Bah! Si les autres sont assez couillons pour lui offrir de quoi manger et boire, il n’est pas si mal loti, après tout. Pour commencer et se donner du cœur au ventre, il fait le tour du comptoir, déniche une fillette d’Anjou rouge, un tirebouchon, un verre. On a beau être de basse extraction, on aime boire dans un verre ! Le vin, bien que trop froid, lui brule la gorge et l’estomac mais lui apporte les satisfactions qu’un ivrogne en attend. La fillette essorée, il se sent mieux, comme ragaillardi. Il en entame une deuxième mais ne la finit pas, fidèle à ses principes. Se saouler, oui, mais à huis clos ! Il en emportera une dizaine, tout-à-l’heure, dans sa musette.
Pour l’heure, il lui faut trouver de l’argent.
Le tiroir du comptoir ne résiste que faiblement à son pied de biche. Il s’ouvre avec un craquement et montre un ventre vide de toute pièce. Les permanents finiront par gâcher le métier s’ils vident la caisse tous les jours ! C’est nouveau ça!
Pierre est désappointé ! La dernière fois, il y avait même quelques billets. Quelle mesquinerie! Ce monde est pourri! Il va lui falloir se contenter de quelques bouteilles.
Cependant, ce travail supplémentaire mérite un supplément de vin et il finit la deuxième fillette, en entame une troisième. L’entrée de la cave est à droite du comptoir, une porte de bois blanc, ordinaire comme sa serrure, facile à forcer. Une formalité!
Pierre reprend son pied de biche. Un peu alcoolisé, mais sans plus, il se campe devant l’obstacle, introduit l’outil entre le chambranle et la porte. Un coup sec. L’affaire est faite.
L’homme appuie le bout de sa chaussure sur le panneau du bas et pousse. Avec un léger grincement, le battant s’ouvre largement. Puis silence. Un trou noir, un courant d’air glacé.

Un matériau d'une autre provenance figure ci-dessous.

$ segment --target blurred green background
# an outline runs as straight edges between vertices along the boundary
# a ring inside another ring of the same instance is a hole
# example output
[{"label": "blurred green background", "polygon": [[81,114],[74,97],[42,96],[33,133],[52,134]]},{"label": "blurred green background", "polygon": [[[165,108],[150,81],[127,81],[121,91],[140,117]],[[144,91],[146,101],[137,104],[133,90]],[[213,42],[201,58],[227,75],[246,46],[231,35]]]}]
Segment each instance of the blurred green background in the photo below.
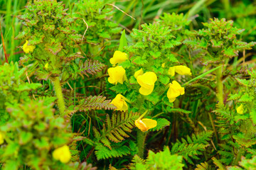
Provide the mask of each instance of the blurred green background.
[{"label": "blurred green background", "polygon": [[[78,0],[63,0],[63,4],[69,11],[75,11],[75,3]],[[119,26],[130,31],[132,28],[139,28],[144,23],[151,23],[155,18],[167,13],[183,13],[193,21],[191,29],[199,29],[202,22],[207,22],[210,18],[225,18],[234,21],[238,28],[245,28],[240,35],[244,41],[255,41],[256,35],[256,1],[250,0],[123,0],[104,1],[113,4],[136,20],[131,18],[120,11],[114,8],[115,14],[112,20]],[[2,37],[0,39],[0,61],[18,61],[23,51],[18,47],[23,42],[16,40],[14,38],[22,28],[21,21],[17,16],[26,13],[27,2],[32,0],[0,0],[0,23]],[[114,7],[113,7],[114,8]],[[3,42],[4,40],[4,42]],[[4,52],[4,49],[6,52]],[[6,55],[6,57],[5,57]]]}]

Pierre craque une allumette, ne serait-ce que pour voir les trois marches qui mènent à la cave en terre battue.
Il entrevoit ces marches puis, deux pas en arrière, deux godillots, un pantalon de velours, une veste de chasse, des yeux rieurs au dessus de deux petits ronds noirs.
Les chevrotines lui arrachent le sommet du crane.
Des veaux, rien que des veaux, vous dis-je!